Monday, January 26, 2015

Another Beauty on Tuesday!

By Jay Grymes & Steve Caparotta

WAFB First Alert Quickcast:

- stays dry through Friday
- a couple of ‘dry’ fronts pass by over the next few days

If you haven’t heard about it, we’ve got an out-of-this-world visitor making a fly-by today and tomorrow.  Labeled ‘2004 BL86,’ this is an asteroid about one-third of a mile across - - pretty big by Earth standards for close fly-bys.  So just how close?  Oh, about 745,000 miles out -- about three times farther away than the Moon!  So it offers no threat whatsoever, but what makes it interesting is that it is the closest (significant) space visitor in decades and will be the closest until 2027.


So can you see it?  Well, maybe.  Certainly not with the naked eye and probably not with a standard pair of binoculars.  But if you have a decent telescope, look in the sky tonight around 10pm just a little to the right of the bright object, the planet Jupiter.  For those that know their constellations, ‘BL86’ will be tracking through the heart of Cancer between roughly 6pm tonight and 6am tomorrow.

As for the rest of us … here’s the forecast: Tuesday’s sunrise will be a little cooler than earlier today.  Look for a morning start in the low 40°s for metro Baton Rouge under clear skies, with upper 30°s closer to the LA/MS state line.  Sunshine rules through the day on Tuesday, and that should help propel highs into the upper 60°s. 

A ‘backdoor’ cold front -- a dry front approaching from the northeast -- pushes through the Lower Mississippi Valley Tuesday evening into Wednesday morning.  It doesn’t deliver a true winter chill, but it will knock temperatures back a couple of degrees for Wednesday, even with mainly-sunny skies.

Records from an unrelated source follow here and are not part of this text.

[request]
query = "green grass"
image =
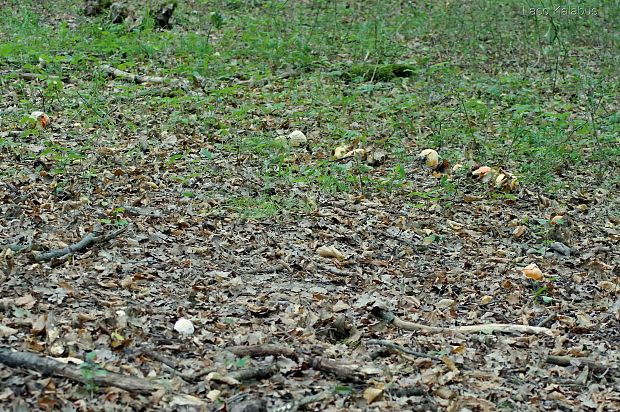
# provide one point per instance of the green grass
(536, 95)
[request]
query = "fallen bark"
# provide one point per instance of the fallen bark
(334, 271)
(580, 362)
(262, 350)
(87, 241)
(48, 366)
(140, 79)
(399, 348)
(344, 371)
(257, 373)
(389, 317)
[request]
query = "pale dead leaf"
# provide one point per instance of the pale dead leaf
(519, 231)
(26, 301)
(532, 271)
(187, 400)
(371, 394)
(6, 331)
(445, 303)
(330, 252)
(486, 300)
(430, 156)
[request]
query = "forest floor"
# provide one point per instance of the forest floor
(168, 242)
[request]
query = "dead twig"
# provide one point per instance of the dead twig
(306, 400)
(400, 348)
(389, 317)
(257, 373)
(548, 320)
(140, 79)
(262, 350)
(268, 269)
(333, 270)
(580, 362)
(87, 241)
(49, 366)
(344, 371)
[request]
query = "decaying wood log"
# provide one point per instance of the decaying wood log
(49, 366)
(389, 317)
(580, 362)
(140, 79)
(262, 350)
(87, 241)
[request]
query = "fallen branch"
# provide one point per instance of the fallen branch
(333, 270)
(87, 241)
(136, 78)
(580, 362)
(400, 348)
(262, 350)
(258, 373)
(33, 76)
(344, 371)
(48, 366)
(306, 400)
(389, 317)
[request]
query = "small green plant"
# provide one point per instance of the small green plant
(90, 370)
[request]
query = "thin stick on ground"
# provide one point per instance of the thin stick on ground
(400, 348)
(86, 242)
(140, 79)
(262, 350)
(568, 361)
(389, 317)
(48, 366)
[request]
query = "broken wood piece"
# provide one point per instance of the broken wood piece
(268, 269)
(258, 373)
(87, 241)
(262, 350)
(389, 317)
(49, 366)
(306, 400)
(344, 371)
(333, 270)
(140, 79)
(399, 348)
(580, 362)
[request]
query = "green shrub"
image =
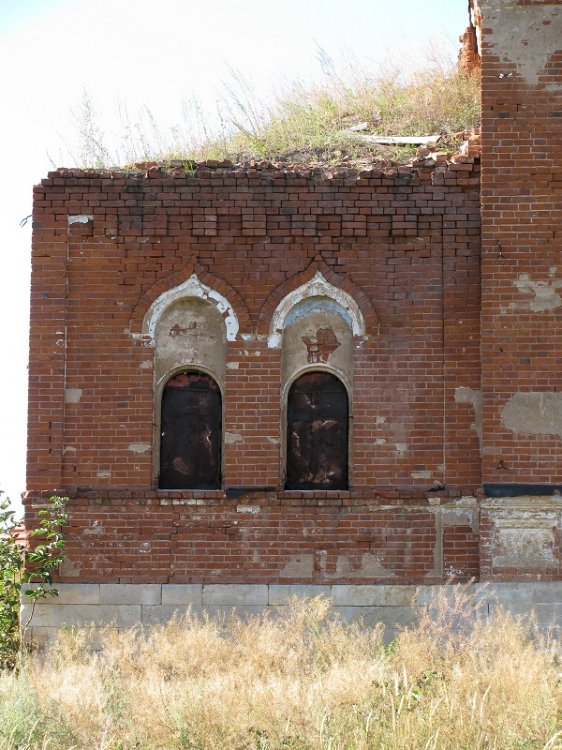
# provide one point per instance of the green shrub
(21, 564)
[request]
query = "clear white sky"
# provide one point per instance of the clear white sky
(153, 52)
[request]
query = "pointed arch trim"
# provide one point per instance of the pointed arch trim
(317, 286)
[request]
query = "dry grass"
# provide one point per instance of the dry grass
(300, 682)
(304, 124)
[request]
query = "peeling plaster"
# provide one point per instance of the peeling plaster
(534, 413)
(233, 437)
(299, 566)
(523, 37)
(473, 397)
(80, 219)
(546, 297)
(315, 287)
(371, 567)
(425, 474)
(190, 288)
(139, 447)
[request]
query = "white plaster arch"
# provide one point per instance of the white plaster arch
(193, 287)
(317, 286)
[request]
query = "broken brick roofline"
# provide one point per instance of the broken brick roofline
(270, 375)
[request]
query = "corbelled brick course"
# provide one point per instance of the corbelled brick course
(454, 381)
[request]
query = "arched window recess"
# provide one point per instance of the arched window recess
(317, 433)
(191, 432)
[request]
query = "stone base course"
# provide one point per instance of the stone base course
(393, 606)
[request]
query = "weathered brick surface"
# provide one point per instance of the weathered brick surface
(403, 243)
(454, 388)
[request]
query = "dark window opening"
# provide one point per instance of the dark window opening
(317, 433)
(190, 443)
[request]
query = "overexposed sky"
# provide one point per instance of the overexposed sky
(155, 53)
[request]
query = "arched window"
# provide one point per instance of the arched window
(317, 433)
(191, 423)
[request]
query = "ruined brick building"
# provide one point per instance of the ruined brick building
(252, 381)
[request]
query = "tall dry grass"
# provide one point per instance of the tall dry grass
(301, 122)
(297, 682)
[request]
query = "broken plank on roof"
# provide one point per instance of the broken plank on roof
(396, 140)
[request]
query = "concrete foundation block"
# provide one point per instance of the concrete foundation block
(399, 596)
(59, 615)
(182, 594)
(235, 594)
(70, 593)
(372, 616)
(161, 614)
(281, 594)
(358, 595)
(242, 612)
(130, 593)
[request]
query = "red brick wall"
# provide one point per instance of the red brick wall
(404, 243)
(522, 241)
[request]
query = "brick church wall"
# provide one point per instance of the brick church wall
(451, 285)
(403, 243)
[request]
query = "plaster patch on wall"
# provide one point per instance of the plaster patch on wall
(371, 567)
(139, 447)
(72, 395)
(233, 437)
(473, 397)
(297, 567)
(318, 287)
(533, 413)
(193, 287)
(425, 474)
(80, 219)
(525, 540)
(524, 37)
(545, 295)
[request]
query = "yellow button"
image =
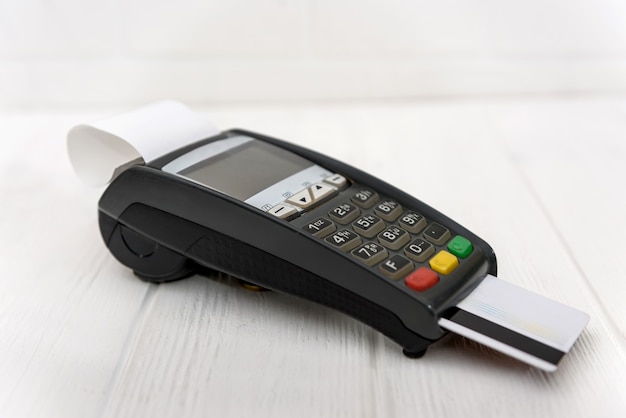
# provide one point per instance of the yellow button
(444, 262)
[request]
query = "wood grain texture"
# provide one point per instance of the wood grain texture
(540, 180)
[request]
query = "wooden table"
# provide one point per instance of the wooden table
(541, 179)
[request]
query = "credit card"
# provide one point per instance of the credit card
(517, 322)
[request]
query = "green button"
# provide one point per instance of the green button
(460, 246)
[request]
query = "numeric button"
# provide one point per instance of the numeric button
(344, 213)
(368, 225)
(419, 250)
(365, 198)
(370, 253)
(344, 240)
(388, 210)
(412, 222)
(394, 237)
(436, 234)
(320, 227)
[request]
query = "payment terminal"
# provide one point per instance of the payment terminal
(296, 221)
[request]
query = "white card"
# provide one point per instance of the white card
(517, 322)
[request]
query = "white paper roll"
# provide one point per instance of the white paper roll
(100, 151)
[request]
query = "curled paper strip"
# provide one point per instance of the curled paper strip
(100, 151)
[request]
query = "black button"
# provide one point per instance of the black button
(344, 213)
(365, 198)
(436, 234)
(419, 250)
(320, 227)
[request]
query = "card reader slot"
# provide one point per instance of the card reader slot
(261, 268)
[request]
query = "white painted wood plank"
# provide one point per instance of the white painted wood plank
(573, 155)
(80, 336)
(275, 356)
(66, 307)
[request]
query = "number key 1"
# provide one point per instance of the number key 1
(344, 213)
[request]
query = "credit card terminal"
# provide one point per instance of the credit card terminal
(293, 220)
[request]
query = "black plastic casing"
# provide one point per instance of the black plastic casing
(165, 227)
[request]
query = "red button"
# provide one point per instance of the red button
(421, 279)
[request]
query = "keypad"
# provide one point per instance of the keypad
(398, 243)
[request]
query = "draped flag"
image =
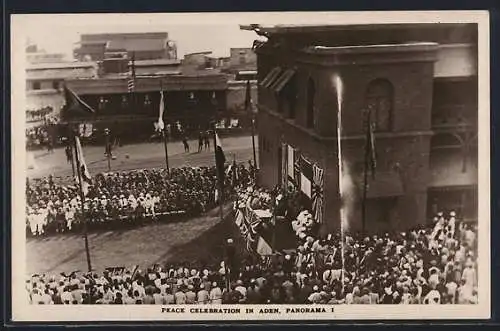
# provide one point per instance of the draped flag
(234, 173)
(248, 97)
(371, 148)
(296, 168)
(74, 104)
(160, 125)
(284, 167)
(131, 80)
(306, 176)
(317, 193)
(263, 248)
(84, 172)
(220, 159)
(290, 163)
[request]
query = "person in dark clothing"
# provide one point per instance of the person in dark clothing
(200, 142)
(186, 144)
(69, 154)
(206, 138)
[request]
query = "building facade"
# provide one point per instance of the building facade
(418, 83)
(44, 83)
(144, 46)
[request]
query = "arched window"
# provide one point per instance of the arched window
(311, 91)
(379, 101)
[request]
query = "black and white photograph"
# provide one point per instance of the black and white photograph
(250, 166)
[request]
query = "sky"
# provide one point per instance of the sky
(194, 32)
(216, 38)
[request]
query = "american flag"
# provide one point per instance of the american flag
(131, 80)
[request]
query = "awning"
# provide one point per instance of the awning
(282, 80)
(270, 78)
(385, 184)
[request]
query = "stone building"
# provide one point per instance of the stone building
(144, 46)
(418, 82)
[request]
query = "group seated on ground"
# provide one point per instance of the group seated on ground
(126, 198)
(427, 265)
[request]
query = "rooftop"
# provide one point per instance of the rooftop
(145, 44)
(134, 35)
(157, 62)
(305, 28)
(60, 65)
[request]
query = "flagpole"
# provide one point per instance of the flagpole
(164, 130)
(248, 106)
(253, 143)
(365, 172)
(221, 213)
(219, 179)
(82, 197)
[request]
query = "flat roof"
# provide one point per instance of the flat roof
(156, 62)
(60, 65)
(306, 28)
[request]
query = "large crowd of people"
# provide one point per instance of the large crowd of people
(433, 264)
(124, 198)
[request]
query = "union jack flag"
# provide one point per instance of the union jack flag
(317, 193)
(131, 80)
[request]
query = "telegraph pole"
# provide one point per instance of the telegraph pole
(82, 197)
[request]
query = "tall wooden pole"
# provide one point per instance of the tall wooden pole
(82, 197)
(219, 179)
(164, 130)
(221, 212)
(253, 143)
(365, 171)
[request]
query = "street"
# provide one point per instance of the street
(141, 156)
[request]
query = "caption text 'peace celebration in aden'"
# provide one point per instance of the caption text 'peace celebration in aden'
(310, 164)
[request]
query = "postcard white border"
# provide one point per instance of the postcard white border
(22, 311)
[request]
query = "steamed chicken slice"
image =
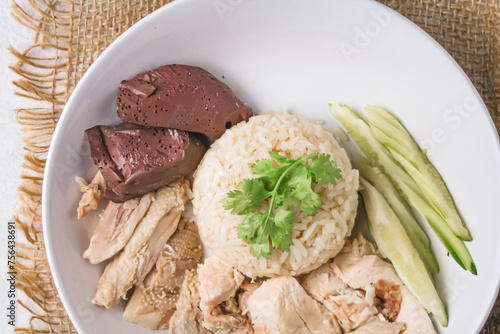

By Thursday afternoon, many WAFB communities will rebound into the 70°s, with fair to partly-cloudy for the day.  At the same time, here comes another ‘dry’ front - - this time along a more ‘traditional’ NW-to-SE trajectory.  That front gets through our viewing area late Thursday into early Friday and cools us off again, with highs on Friday struggling to reach 60° for some of our neighborhoods.


A broad mid/upper-level disturbance from the west begins to approach the area as we head into the weekend.  Saturday starts off dry and remains dry for most: set afternoon and evening rain chances at about 20% for the WAFB area.  But by Sunday, we’ve got “rain likely” posted, at least for now.  Admittedly, there is still some uncertainty about just how wet it gets on Sunday, and our current estimate is ranging a little on the high side of some of the long-range guidance.  But we’ll be able to tweak that as the week progresses.